Mafenide acetate solutions (2.5%, 5%, and 7.5%), amphotericin B solutions (2 µg/mL, 2 mg/mL, and 20 mg/mL), SMAT (5% mafenide acetate in combination with 2 µg/mL, 2 mg/mL, and 20 mg/mL amphotericin B), and Dakin's solutions (buffered sodium hypochlorite) (0.5%, 0.25%, and 0.125% and 10-fold serial dilutions of 0.25%-0.00000025%) were evaluated for antifungal activity against 4 molds using a time-kill assay using standard conidial suspensions of 5 × 10(4) colony-forming units per milliliter. To assess cellular toxicity, confluent monolayers of human keratinocytes, dermal fibroblasts, and osteoblasts were exposed to these topical agents. Based upon efficacy and toxicity ratios, an additional 10 molds were screened with selected concentrations of the topical agents for antifungal activity and toxicity.
All the topical agents seemed to have a dose-dependent killing with only mafenide acetate showing time killing associated with prolonged contact. There was overall evidence of dose-dependent cytotoxicity of the various topical agents against the various cell lines tested, but there did not seem to be increased cell death with continued exposure to the agents over time. Dakin's solution exhibited dose-dependent toxicity and efficacy with 0.00025% appearing to optimize those parameters.
Mafenide acetate and amphotericin B did not seem to persistently meet the toxicity and efficacy balance as consistently as Dakin's solution.
创伤后侵袭性真菌感染威胁着严重创伤的战伤患者,需要广泛的手术和全身性抗真菌治疗,同时联合局部使用抗菌药物来控制感染。我们评估了不同浓度和组合的局部用药对导致伤口侵袭性真菌感染的患者的真菌的体外活性,以及这些局部用药对人细胞的毒性。

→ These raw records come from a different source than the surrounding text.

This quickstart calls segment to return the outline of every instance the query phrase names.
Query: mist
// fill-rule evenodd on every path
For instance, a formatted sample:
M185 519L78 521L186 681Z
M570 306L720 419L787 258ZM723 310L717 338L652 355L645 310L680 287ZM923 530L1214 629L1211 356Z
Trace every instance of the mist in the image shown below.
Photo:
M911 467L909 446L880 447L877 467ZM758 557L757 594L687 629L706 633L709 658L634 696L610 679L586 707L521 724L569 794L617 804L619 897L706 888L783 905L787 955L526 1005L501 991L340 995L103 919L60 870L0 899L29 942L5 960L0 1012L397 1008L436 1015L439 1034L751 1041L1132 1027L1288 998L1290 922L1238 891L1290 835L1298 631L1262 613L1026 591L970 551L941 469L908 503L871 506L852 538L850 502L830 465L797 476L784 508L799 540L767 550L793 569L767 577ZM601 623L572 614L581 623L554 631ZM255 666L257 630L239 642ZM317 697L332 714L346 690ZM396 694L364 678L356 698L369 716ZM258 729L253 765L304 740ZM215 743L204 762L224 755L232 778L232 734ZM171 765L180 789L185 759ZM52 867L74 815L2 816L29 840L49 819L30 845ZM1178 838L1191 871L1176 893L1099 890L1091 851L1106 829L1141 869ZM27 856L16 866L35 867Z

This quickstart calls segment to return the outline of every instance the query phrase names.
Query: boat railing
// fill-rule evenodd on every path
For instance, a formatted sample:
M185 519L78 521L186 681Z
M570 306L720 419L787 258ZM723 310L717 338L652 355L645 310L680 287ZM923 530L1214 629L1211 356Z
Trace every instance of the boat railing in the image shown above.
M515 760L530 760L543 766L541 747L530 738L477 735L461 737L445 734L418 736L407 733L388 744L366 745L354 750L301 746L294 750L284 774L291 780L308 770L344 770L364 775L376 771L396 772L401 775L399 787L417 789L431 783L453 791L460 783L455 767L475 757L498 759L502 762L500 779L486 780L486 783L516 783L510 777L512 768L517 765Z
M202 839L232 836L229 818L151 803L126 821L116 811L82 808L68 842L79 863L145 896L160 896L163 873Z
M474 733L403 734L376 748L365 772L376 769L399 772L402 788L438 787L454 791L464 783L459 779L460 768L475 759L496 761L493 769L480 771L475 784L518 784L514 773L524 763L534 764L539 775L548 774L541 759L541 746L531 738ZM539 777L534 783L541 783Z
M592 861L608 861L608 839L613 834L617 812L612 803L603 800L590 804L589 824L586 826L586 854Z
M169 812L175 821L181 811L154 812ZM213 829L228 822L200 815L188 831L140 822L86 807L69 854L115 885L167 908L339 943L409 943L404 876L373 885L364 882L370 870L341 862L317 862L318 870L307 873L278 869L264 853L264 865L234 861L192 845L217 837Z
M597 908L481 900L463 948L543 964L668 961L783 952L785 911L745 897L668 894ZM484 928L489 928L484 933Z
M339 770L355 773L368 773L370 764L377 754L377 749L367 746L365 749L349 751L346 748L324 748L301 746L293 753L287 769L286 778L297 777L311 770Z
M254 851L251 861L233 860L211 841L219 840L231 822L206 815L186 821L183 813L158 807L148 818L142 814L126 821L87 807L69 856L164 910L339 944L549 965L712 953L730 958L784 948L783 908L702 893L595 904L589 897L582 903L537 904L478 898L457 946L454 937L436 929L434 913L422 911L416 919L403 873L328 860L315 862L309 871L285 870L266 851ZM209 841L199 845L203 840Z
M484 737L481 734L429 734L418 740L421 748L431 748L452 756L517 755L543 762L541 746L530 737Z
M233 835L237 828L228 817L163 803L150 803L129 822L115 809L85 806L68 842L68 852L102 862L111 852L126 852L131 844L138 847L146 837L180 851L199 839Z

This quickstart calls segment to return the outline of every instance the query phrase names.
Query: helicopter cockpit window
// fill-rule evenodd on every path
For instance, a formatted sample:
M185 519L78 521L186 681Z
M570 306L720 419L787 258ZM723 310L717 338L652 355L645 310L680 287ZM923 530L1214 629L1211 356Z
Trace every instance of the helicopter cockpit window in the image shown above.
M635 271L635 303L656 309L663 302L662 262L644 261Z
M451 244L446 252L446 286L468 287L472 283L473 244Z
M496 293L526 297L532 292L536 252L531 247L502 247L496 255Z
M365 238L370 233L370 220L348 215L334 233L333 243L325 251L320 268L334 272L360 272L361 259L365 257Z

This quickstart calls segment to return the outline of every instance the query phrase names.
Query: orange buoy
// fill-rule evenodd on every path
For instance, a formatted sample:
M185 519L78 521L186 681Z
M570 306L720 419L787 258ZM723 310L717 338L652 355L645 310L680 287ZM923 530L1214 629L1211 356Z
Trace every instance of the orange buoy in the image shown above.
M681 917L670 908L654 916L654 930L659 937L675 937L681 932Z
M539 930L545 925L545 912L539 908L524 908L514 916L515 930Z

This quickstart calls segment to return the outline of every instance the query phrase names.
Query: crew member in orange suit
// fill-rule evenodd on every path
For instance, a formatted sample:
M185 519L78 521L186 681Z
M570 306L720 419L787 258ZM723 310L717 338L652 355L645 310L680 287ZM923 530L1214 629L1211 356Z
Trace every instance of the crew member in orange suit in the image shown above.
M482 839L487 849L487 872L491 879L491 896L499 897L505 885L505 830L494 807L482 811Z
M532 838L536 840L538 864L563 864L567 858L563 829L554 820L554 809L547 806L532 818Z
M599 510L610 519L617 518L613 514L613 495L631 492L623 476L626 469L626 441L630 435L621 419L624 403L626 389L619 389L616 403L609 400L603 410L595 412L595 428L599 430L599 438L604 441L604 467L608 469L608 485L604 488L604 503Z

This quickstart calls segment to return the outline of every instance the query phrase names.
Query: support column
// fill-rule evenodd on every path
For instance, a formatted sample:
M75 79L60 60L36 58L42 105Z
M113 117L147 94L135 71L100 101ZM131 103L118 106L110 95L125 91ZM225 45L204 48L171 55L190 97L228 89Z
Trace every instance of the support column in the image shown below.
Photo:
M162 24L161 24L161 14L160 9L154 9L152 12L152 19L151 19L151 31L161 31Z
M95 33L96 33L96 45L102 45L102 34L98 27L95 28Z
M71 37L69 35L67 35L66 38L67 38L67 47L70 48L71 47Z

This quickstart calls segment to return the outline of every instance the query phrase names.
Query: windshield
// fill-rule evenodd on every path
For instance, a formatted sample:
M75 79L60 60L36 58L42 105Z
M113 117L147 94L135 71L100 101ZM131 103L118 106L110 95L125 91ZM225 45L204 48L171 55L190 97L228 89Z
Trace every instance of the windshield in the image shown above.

评估醋酸磺胺米隆溶液(2.5%、5%和 7.5%)、两性霉素 B 溶液(2μg/ml、2mg/ml 和 20mg/ml)、SMAT(5%醋酸磺胺米隆联合 2μg/ml、2mg/ml 和 20mg/ml 两性霉素 B)和达金溶液(缓冲次氯酸钠)(0.5%、0.25%和 0.125%以及 0.25%-0.00000025%的 10 倍系列稀释液)对 4 种真菌的抗真菌活性,使用标准的 5×10(4)cfu/ml 的分生孢子悬浮液进行时间杀伤试验。为了评估细胞毒性,将人角质形成细胞、真皮成纤维细胞和骨细胞的汇合单层暴露于这些局部用药。基于疗效和毒性比值,用选定浓度的局部用药对另外 10 种真菌进行抗真菌活性和毒性筛选。
所有局部用药似乎都有剂量依赖性的杀菌作用,只有醋酸磺胺米隆显示出与延长接触相关的时间杀伤作用。各种局部用药对不同的细胞系均有剂量依赖性的细胞毒性,但随着时间的推移,细胞暴露于药物中似乎没有增加细胞死亡。达金溶液显示出剂量依赖性的毒性和疗效,0.00025%似乎能优化这些参数。
醋酸磺胺米隆和两性霉素 B 似乎不像达金溶液那样始终如一地保持毒性和疗效的平衡。